Capcom continue bien son année 2026 avec un autre hit !

Les +
  • Hugh et Diana attachants
  • Le mix de gameplay prenant
  • Les zones variées
  • La durée de vie de bon aloi
  • La quantité de choses à trouver et débloquer
  • Le refuge qui évolue
  • Visuellement très cool et toujours fluide même en mode qualité
  • Le doublage français
Les –
  • L'écriture du dernier acte
  • La caméra dans les endroits exigus
  • Le contenu post-fin discutable

PRAGMATA: Voilà un jeu ambitieux et foisonnant, avec de l'émotion, un réel plaisir de jeu, des personnages attachants et un univers qui paraît simple mais qui est rendu avec une certaine maestria.

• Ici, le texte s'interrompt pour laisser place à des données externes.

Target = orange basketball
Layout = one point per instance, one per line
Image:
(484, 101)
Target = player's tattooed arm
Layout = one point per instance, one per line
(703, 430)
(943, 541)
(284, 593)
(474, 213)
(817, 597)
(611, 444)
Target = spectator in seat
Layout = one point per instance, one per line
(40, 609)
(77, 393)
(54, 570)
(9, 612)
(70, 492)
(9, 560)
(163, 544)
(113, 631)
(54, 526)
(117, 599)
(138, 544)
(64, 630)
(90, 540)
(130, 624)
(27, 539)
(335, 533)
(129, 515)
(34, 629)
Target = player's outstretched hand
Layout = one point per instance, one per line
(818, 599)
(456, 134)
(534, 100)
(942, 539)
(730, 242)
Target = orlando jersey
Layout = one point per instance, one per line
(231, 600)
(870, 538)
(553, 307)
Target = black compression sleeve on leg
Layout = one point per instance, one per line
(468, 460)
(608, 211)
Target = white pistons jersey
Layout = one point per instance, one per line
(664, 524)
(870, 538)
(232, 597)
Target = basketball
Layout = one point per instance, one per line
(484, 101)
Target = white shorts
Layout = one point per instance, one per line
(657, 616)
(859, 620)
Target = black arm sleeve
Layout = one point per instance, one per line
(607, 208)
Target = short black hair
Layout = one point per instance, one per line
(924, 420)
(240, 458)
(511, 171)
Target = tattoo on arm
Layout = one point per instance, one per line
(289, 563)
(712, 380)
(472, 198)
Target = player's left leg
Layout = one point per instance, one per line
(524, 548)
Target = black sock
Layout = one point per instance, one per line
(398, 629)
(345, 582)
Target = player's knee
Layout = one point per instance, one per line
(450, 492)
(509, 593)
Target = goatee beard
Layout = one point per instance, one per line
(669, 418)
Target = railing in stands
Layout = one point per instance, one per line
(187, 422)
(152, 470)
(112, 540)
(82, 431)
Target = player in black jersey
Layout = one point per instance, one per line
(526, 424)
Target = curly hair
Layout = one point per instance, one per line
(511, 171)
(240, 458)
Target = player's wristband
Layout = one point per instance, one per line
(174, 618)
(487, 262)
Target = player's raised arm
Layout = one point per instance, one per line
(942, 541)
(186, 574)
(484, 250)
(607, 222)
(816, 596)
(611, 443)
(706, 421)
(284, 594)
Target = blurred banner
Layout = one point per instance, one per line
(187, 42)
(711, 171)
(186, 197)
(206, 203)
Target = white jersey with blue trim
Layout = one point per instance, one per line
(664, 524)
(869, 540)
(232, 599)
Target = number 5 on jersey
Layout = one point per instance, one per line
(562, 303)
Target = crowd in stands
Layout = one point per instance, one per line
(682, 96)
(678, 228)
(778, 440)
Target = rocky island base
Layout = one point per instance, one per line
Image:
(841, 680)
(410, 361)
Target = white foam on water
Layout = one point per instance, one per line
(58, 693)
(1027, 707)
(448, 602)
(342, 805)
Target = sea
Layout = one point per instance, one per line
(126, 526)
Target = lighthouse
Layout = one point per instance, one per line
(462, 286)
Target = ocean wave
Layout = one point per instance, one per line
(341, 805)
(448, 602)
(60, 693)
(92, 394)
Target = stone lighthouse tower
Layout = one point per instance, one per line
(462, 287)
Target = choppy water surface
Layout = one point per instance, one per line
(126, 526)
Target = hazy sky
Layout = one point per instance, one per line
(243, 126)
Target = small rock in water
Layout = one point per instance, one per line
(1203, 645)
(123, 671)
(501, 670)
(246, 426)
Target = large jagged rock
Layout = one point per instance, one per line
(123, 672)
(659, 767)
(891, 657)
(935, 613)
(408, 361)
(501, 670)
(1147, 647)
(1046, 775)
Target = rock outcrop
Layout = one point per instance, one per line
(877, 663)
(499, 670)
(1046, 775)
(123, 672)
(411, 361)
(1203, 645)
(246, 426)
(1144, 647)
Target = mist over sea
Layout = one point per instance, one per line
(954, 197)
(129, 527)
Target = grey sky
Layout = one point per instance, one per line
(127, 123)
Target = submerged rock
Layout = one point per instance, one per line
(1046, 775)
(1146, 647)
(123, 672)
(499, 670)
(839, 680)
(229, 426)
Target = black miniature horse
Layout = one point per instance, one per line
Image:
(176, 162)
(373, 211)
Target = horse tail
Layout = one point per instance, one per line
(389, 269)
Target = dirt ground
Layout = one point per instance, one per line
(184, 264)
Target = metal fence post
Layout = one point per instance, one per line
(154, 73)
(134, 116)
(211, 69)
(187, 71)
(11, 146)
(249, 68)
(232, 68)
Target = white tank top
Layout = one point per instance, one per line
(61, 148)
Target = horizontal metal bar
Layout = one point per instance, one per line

Un pari osé pour Capcom qui propose ici certainement l'un de ses meilleurs jeux, que je vous recommande chaudement d'essayer ne serait-ce qu'avec sa démo. On a toujours cette crainte de commencer une aventure dans l'inconnu, loin du confort de certaines licences, suites ou dérivés. ne ratez pas cette aventure lunaire qui mérite largement le détour, ne serait-ce que pour le duo Hugh et Diana qui vous accompagneront dans cette histoire.  HerrKamper

9
von 10
2026-04-13T18:00:00+02:00

Après avoir pu tester le jeu à la gamescom et en preview exclusive récemment, l’attente était difficile car PRAGMATA se dévoilait par petits morceaux et si nos premiers retours étaient quand même positifs, il reste toujours cette crainte que le titre perde de son intérêt sur la longueur ou encore que l’histoire ne tienne pas debout. Après plus de 15 heures passées sur le jeu, qui ne tient compte que du temps joué et donc pas les cinématiques ou le temps dans les menus, le verdict est là !

La fibre créative

Première chose, qu’on ne pourra pas reprocher à Capcom qui commence son année 2026 déjà riche en gros titres : PRAGMATA a pour lui d’être une nouvelle IP, avec la quantité de risques que cela représente et juste pour ça, je salue le geste et l’intention. Difficile de vendre un jeu aujourd’hui dans ces conditions, à moins d’être porté aux nues par une armée d’influenceurs, un plan de communication hyper agressif et/ou une horde de joueurs dans la hype absolue, ce qui ne semble pas être le cas de notre jeu du jour. Pourtant il mérite largement son gros coup de projecteur à bien des égards.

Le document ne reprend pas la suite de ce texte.